Per rappresentare la diversità un'alunna di una scuola cilena ha realizzato un murale con due donne che si baciano: le polemiche sono scattate subito, ma la scuola è con lei

Docenti di una scuola cilena difendono alunna che ha disegnato un bacio lesbico su un murale

Quillota, come ci informa Wikipedia, è una città del Cile situata nella valle del fiume Aconcagua, nella regione di Valparaíso. È la città più grande nonché il capoluogo dell'omonima provincia. Conta poco meno di 80mila abitanti ed è un importante centro agricolo. Una scuola di questa città ha bandito un concorso per rappresentare la diversità e a vincerlo è stata una ragazza, Yorka Robles, che è stata incaricata dalla scuola stessa di realizzare un murale in cui rappresentava la sua idea di diversità.

La ragazza si è messa all’opera e ha disegnato vari tipi di persone di ogni età, genere, classe e colore: donne incinte, famiglie, bambini di varia età e anche una coppia di due ragazze che si baciano sulle labbra.
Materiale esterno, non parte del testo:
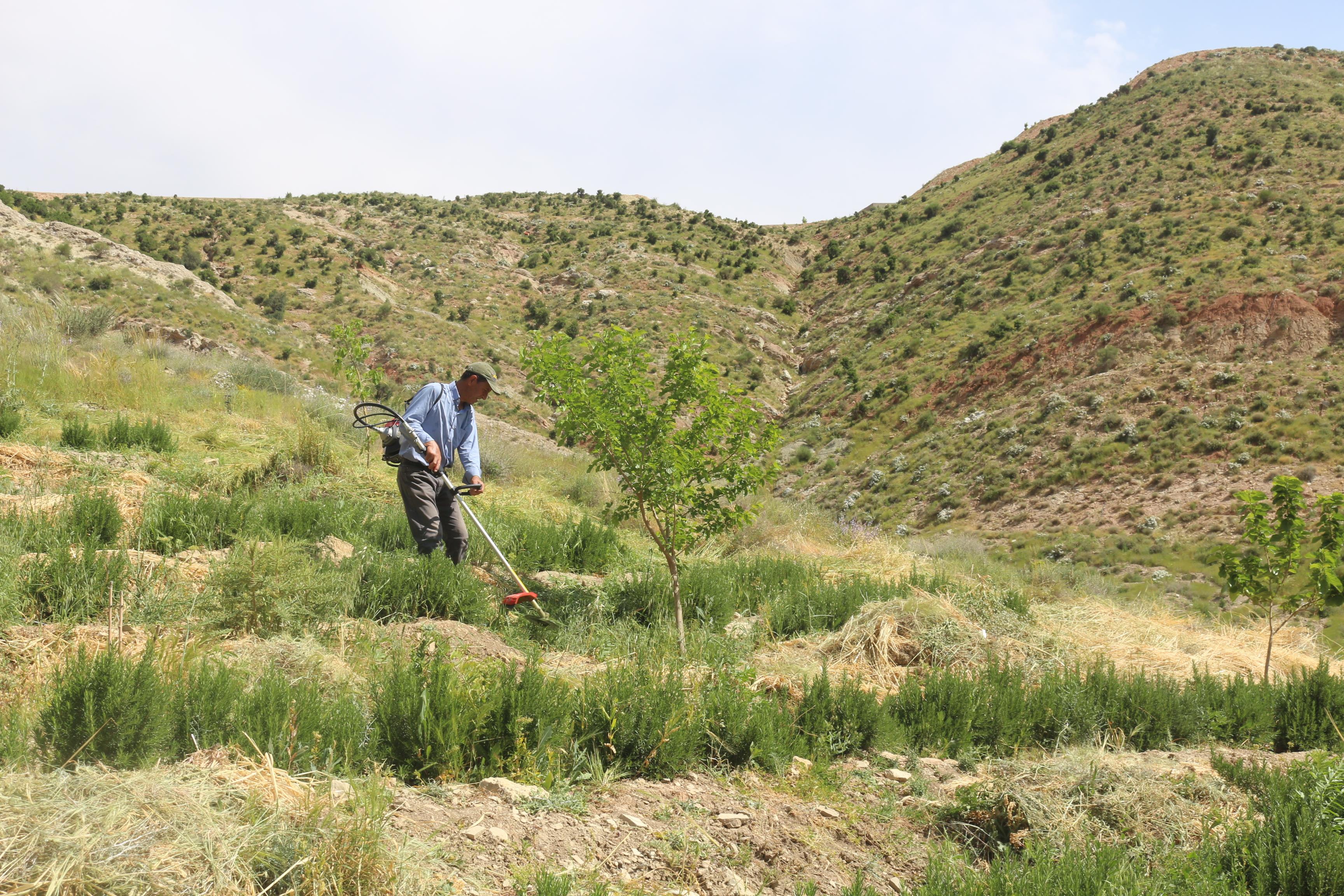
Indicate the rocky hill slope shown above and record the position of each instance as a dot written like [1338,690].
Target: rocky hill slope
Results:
[1115,320]
[1094,334]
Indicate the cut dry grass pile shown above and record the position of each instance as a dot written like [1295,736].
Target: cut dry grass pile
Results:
[217,824]
[29,462]
[1072,617]
[187,566]
[29,654]
[1100,796]
[885,639]
[1152,636]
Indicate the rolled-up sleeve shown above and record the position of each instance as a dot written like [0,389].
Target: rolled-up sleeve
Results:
[468,450]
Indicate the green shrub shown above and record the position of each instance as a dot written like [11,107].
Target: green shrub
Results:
[93,518]
[1291,844]
[1000,709]
[400,586]
[15,734]
[107,709]
[265,590]
[10,422]
[72,583]
[151,434]
[640,716]
[1307,709]
[154,436]
[835,722]
[1077,870]
[792,594]
[76,433]
[203,707]
[85,323]
[439,719]
[301,727]
[174,522]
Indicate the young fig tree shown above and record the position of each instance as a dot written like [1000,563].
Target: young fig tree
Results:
[1273,567]
[684,445]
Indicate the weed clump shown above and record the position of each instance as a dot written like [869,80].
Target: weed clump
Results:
[152,434]
[393,586]
[107,707]
[174,522]
[73,583]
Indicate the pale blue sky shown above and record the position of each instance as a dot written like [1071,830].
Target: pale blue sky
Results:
[761,110]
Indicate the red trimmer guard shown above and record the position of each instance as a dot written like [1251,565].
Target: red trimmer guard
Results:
[522,597]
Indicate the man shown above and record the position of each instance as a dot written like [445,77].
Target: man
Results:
[444,418]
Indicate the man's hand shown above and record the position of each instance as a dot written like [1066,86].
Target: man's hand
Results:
[433,457]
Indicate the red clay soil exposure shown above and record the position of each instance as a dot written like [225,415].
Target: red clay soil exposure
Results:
[1288,323]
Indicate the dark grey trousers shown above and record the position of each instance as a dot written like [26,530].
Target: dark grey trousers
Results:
[433,512]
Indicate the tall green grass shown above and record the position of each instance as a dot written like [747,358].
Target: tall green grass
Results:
[1288,844]
[268,589]
[574,546]
[152,434]
[428,716]
[174,522]
[1002,709]
[393,586]
[793,595]
[73,583]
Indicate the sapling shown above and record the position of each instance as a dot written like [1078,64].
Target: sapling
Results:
[684,445]
[1273,570]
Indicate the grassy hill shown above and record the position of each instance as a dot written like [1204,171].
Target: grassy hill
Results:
[284,695]
[1105,327]
[1080,345]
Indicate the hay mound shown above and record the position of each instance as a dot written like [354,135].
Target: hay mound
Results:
[885,639]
Quando la responsabile delle scuole della città ha visto il murale si è detta disgustata perché, a suo dire, l’immagine è qualcosa di “aggressivo e morboso”, dal momento che “Dio ha creato l’uomo e la donna”. La donna si è quindi rivolta alla direzione della scuola chiedendo che il murale venisse immediatamente cancellato. Ma i docenti della scuola, insieme alla direttrice dell’istituto, si sono rifiutati di procedere alla cancellazione, dal momento che in quella scuola loro portano avanti una politica di inclusione e non considerano l’amore tra due donne come qualcosa di “amorale”.

La scelta della direzione della scuola e del corpo docente è stata applaudita dai mezzi di comunicazione come anche dalle varie associazioni LGBT cilene: del resto una immagine che rappresenta la varietà degli esseri umani con le loro storie e situazioni non può certo escludere l’amore tra persone dello stesso sesso se vuole essere effettivamente un qualcosa di simbolico e inclusivo.